The Global Change through Time Programme is part of an international research effort on global & climate change. The programme focuses on improving predictions of future progressive or abrupt warming, improving predictions of future climate variability, and improving understanding of the carbon cycle and climate sensitivity to atmospheric greenhouse gas concentration.

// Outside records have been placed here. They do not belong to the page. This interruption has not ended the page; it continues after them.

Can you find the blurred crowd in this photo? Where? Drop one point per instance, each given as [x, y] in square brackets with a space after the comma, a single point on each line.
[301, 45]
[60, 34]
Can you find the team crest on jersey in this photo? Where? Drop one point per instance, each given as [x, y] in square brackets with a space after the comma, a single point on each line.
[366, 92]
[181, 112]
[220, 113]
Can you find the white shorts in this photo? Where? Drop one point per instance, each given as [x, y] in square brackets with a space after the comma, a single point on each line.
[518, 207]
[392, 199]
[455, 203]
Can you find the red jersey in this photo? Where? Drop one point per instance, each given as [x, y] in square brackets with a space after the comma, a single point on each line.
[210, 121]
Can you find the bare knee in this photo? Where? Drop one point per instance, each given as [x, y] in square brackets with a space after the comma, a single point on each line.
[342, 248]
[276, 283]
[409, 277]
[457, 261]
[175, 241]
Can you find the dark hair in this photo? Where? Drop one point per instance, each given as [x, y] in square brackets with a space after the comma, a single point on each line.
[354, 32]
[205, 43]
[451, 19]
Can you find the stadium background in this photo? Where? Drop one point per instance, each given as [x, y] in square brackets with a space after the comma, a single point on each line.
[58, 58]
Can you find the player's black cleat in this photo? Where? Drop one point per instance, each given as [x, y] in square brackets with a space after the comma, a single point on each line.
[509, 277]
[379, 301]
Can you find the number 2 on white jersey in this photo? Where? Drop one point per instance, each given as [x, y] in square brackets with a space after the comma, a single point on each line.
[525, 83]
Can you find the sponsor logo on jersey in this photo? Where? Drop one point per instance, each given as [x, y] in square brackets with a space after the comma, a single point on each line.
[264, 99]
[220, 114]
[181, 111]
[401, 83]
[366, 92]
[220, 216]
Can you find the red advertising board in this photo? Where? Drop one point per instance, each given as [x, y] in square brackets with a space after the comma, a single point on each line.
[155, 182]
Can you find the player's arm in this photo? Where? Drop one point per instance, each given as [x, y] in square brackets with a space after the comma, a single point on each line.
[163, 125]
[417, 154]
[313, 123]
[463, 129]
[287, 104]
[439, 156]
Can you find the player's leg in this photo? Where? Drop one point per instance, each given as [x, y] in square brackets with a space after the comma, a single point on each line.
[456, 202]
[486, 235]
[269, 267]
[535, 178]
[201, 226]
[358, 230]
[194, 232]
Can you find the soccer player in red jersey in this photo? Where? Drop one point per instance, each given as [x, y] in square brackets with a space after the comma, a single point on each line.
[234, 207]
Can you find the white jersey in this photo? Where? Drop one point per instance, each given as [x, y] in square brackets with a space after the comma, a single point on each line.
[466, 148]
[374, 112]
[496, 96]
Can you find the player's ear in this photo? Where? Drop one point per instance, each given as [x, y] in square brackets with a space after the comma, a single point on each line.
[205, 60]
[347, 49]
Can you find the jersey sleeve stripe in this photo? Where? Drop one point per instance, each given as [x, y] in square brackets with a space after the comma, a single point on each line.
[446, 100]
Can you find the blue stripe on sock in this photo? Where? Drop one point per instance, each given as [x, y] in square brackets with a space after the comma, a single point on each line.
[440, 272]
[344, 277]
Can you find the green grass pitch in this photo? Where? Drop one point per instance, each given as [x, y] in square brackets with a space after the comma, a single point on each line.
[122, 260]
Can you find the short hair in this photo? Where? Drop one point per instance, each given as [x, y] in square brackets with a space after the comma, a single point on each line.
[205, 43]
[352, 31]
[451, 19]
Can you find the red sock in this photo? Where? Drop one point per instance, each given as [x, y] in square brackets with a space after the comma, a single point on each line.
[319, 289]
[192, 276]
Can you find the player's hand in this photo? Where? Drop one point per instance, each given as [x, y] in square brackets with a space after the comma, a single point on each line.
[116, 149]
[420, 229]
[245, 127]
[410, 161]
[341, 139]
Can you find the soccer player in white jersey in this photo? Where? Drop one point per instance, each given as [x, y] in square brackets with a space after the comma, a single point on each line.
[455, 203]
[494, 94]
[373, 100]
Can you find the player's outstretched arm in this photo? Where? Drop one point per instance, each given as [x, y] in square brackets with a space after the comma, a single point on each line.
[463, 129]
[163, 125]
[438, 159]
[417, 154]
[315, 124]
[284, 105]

The programme consists of eight projects that aim to advance understanding of past climate and environmental change in the New Zealand region, Southern Ocean and Antarctica; reduce uncertainties surrounding future climate change, and create value for New Zealand industry through applied paleontology and isotope geoscience.

Projects:

  • Isotope Science for Climate Research - Marcus Vandergoes. Refine existing isotopic methods (14C, 10Be, 26Al) and develop new methods for dating sediments and soils and for climate reconstruction, especially past temperatures.
  • Modern Carbon Cycle - Jocelyn Turnbull. This project aims to understand and model the source and fate of human-produced carbon dioxide (CO2) emissions.
  • Antarctic Climate Archives - Nancy Bertler. Ice cores recovered from Antarctica and New Zealand are used to reconstruct high-resolution climate records for the past 70,000 years to improve understanding of Southern Hemisphere climate drivers and to reduce uncertainties in predictive climate models.
  • Terrestrial Climate Archives - David Barrell. Terrestrial climate archives, such as lake cores and glacial geomorphology, are used to quantify natural climate variability for the past 150,000 years at centennial to millennial time scales, to examine rates of climate transitions and to identify the impact of global climate events on New Zealand
  • Marine Paleoclimate Records - Giuseppe Cortese. Climate archives preserved in marine sediment cores are used to identify the main drivers, mechanisms and patterns of climate change in the southwest Pacific over the last 20 million years.
  • High CO2 climate - Chris Hollis. Identify the global causes and regional consequences for biological and physical systems of extreme climatic events in the greenhouse world of the early Cenozoic and Late Cretaceous.
  • Paleontology Collections and Databases - James Crampton. Maintain and enhance the National Paleontology Collection (NPC) and New Zealand Fossil Record File (FRF), in accordance with best practice, to facilitate their use for national and international research and educational outreach.
  • Land and Water - Troy Baisden. Utilising isotope measurement techniques, data and models, to enhance and protect the value and environmental performance of land and freshwater industries.

The Global Change Through Time programme supports the annual Quaternary Techniques Short Course.